Cosa successe al ritorno? Di lui l’unica notizia che i parenti avevano avuto era un’informativa della Croce Rossa che lo indicava genericamente quale internato in Germania. Mia madre mi raccontava che mio padre, con cui allora era fidanzata e che lei aveva fiduciosamente atteso, appena tornato a Pozzuoli, si recò prima a casa sua, sul lungomare, anziché dalla mamma che abitava nella zona collinare. Ciò perché mia nonna era vecchia e malata (ripeteva sempre che desiderava, più di ogni altra cosa, vedere il figlio disperso prima di morire) e si temeva che potesse essere colta da malore al vederlo improvvisamente (peraltro ridotto ad una larva umana). Mia madre precedette mio padre di qualche minuto, in modo da preparare la nonna poco alla volta alla grande gioia. Durante il tragitto tra il lungomare e la casa dei genitori si formò dietro di loro una lunga fila di madri, informate tramite il tam tam cittadino (Pozzuoli era allora molto più piccola di oggi) del ritorno di un paesano dalla prigionia in Germania, ciascuna delle quali, mostrando la fotografia del proprio figlio, chiedeva speranzosamente ed ingenuamente a mio padre se avesse visto suo figlio o ne avesse qualche notizia. Mia nonna, a differenza, purtroppo, della maggior parte delle suddette madri, riuscì a vedere suo figlio, e, poco dopo, morì.

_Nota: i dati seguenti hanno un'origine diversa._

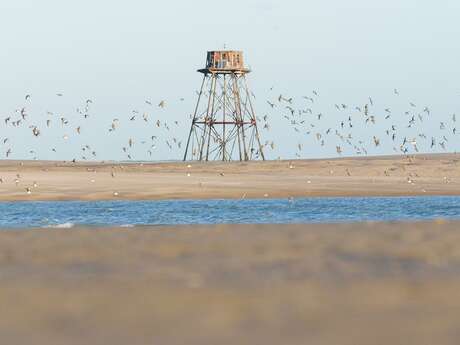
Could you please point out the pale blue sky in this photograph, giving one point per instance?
(120, 53)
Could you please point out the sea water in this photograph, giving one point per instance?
(66, 214)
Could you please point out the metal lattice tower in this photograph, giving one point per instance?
(224, 125)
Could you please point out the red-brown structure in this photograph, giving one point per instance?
(224, 125)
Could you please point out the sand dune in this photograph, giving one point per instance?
(232, 284)
(387, 175)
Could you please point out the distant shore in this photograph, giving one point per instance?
(365, 283)
(431, 174)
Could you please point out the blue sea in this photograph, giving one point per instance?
(171, 212)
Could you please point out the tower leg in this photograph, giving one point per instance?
(211, 123)
(192, 128)
(206, 124)
(240, 120)
(253, 118)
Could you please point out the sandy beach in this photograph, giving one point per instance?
(232, 284)
(372, 176)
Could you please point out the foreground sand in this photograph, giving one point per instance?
(392, 175)
(232, 284)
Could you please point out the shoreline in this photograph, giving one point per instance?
(256, 284)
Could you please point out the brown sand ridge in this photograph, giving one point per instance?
(322, 284)
(387, 175)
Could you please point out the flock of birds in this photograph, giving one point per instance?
(358, 129)
(352, 129)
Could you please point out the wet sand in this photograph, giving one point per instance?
(366, 176)
(232, 284)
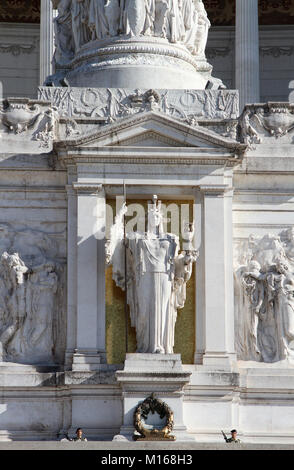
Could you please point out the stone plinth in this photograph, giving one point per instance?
(137, 63)
(161, 374)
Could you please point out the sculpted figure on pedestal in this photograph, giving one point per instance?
(41, 290)
(265, 300)
(12, 278)
(133, 16)
(156, 279)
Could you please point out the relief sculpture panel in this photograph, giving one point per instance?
(32, 310)
(264, 298)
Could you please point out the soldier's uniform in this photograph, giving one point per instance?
(236, 441)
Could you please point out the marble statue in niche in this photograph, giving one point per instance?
(32, 321)
(156, 278)
(264, 300)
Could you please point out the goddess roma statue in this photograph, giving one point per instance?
(156, 277)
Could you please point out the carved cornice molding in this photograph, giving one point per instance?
(86, 188)
(215, 190)
(277, 51)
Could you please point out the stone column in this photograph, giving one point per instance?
(247, 52)
(90, 333)
(217, 278)
(199, 281)
(46, 40)
(71, 275)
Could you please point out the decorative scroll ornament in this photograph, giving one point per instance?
(261, 122)
(153, 405)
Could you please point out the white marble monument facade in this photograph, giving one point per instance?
(64, 155)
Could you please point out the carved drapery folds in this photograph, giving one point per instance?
(264, 298)
(81, 21)
(32, 322)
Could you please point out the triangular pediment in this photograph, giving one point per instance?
(153, 129)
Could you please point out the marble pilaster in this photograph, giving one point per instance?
(46, 40)
(217, 277)
(90, 335)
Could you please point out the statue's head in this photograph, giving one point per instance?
(254, 266)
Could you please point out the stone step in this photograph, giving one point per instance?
(147, 446)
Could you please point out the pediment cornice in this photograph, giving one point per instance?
(168, 129)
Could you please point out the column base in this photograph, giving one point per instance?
(88, 360)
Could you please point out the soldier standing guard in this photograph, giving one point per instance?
(233, 437)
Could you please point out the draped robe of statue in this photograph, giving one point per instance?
(190, 20)
(156, 280)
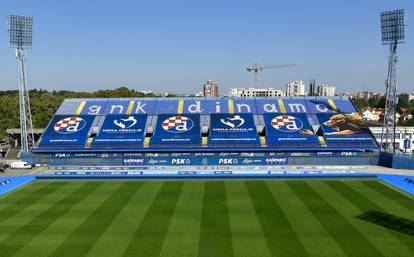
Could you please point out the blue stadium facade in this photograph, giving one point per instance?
(206, 131)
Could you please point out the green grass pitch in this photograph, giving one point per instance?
(206, 219)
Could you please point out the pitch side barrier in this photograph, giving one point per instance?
(154, 159)
(206, 124)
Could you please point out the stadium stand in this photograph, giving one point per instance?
(206, 125)
(279, 124)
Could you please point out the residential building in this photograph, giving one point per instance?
(295, 88)
(210, 88)
(312, 88)
(255, 92)
(326, 90)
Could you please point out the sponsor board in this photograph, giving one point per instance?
(121, 130)
(67, 130)
(206, 106)
(289, 128)
(177, 129)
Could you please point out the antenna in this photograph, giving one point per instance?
(20, 32)
(392, 34)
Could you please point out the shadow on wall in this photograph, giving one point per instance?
(389, 221)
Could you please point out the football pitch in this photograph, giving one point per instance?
(207, 219)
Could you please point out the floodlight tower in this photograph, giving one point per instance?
(392, 34)
(20, 31)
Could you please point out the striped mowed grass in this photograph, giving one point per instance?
(206, 219)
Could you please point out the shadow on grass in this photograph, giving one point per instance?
(389, 221)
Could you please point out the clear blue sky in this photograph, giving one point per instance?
(176, 45)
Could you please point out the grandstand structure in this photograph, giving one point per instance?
(155, 131)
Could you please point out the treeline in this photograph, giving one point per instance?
(45, 103)
(406, 110)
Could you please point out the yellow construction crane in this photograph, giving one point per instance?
(256, 68)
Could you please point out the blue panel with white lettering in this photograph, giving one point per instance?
(121, 130)
(295, 105)
(116, 107)
(289, 128)
(216, 105)
(167, 105)
(232, 129)
(244, 105)
(67, 131)
(267, 105)
(93, 107)
(177, 129)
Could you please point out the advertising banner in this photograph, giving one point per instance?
(232, 129)
(177, 129)
(121, 130)
(345, 128)
(289, 128)
(67, 130)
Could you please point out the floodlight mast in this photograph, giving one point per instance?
(392, 34)
(20, 31)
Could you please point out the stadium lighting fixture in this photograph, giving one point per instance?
(20, 32)
(392, 34)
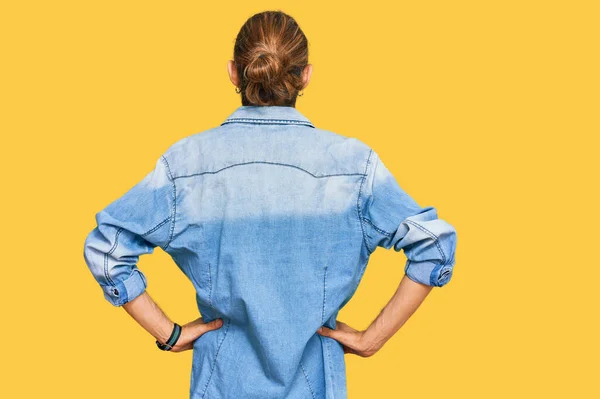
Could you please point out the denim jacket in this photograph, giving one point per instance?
(273, 221)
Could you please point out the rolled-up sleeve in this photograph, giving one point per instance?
(130, 226)
(393, 219)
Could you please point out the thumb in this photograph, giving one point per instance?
(213, 325)
(328, 332)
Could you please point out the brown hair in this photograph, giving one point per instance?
(270, 53)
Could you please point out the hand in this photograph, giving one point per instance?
(192, 331)
(352, 340)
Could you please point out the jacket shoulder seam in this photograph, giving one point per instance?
(359, 210)
(173, 206)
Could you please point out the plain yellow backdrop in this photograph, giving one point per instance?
(487, 110)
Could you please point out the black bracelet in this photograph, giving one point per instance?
(172, 339)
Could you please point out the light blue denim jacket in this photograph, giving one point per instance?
(273, 221)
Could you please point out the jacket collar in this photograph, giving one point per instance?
(271, 114)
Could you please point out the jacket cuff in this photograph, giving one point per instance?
(125, 291)
(429, 273)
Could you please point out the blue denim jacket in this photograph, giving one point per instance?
(273, 221)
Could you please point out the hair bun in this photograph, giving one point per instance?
(266, 68)
(270, 52)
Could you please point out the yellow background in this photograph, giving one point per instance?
(488, 111)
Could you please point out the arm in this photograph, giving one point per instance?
(392, 219)
(129, 227)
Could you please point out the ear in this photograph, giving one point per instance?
(306, 74)
(233, 76)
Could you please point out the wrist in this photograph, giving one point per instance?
(371, 341)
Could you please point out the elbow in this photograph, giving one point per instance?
(434, 266)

Ricordo ancora che mio padre mi narrava della sua grande meraviglia nel ritrovare – al ritorno dalla Germania – un conoscente, che aveva lasciato come fascista fanatico, dirigente locale di un partito di sinistra. Come meravigliato rimase nel vedere un segretario del fascio di una delle nostre cittadine flegree essersi riciclato nel partito socialista (che era poi quello per il quale mio padre simpatizzava) o di quel talaltro divenuto opportunamente (rectius: opportunisticamente) democristiano! La successiva lettura di tante cronache e di tanti racconti (uno per tutti: “Il vecchio con gli stivali” di Vitaliano Brancati) mi farà in seguito capire che ciò fu (purtroppo) pratica usuale del dopoguerra italiano.
La speranza di mio padre era che l’orrore che lui aveva vissuto in prima persona non avesse più a ripetersi. Pasquale D’Isanto morì nel 1989 e non fece in tempo a vedere ciò che è successo nella vicina Jugoslavia ed in alcuni paesi dell’Africa. Ne avrebbe tratto l’amara conclusione che l’umanità non si è ancora vaccinata dall’inferno dei vari olocausti.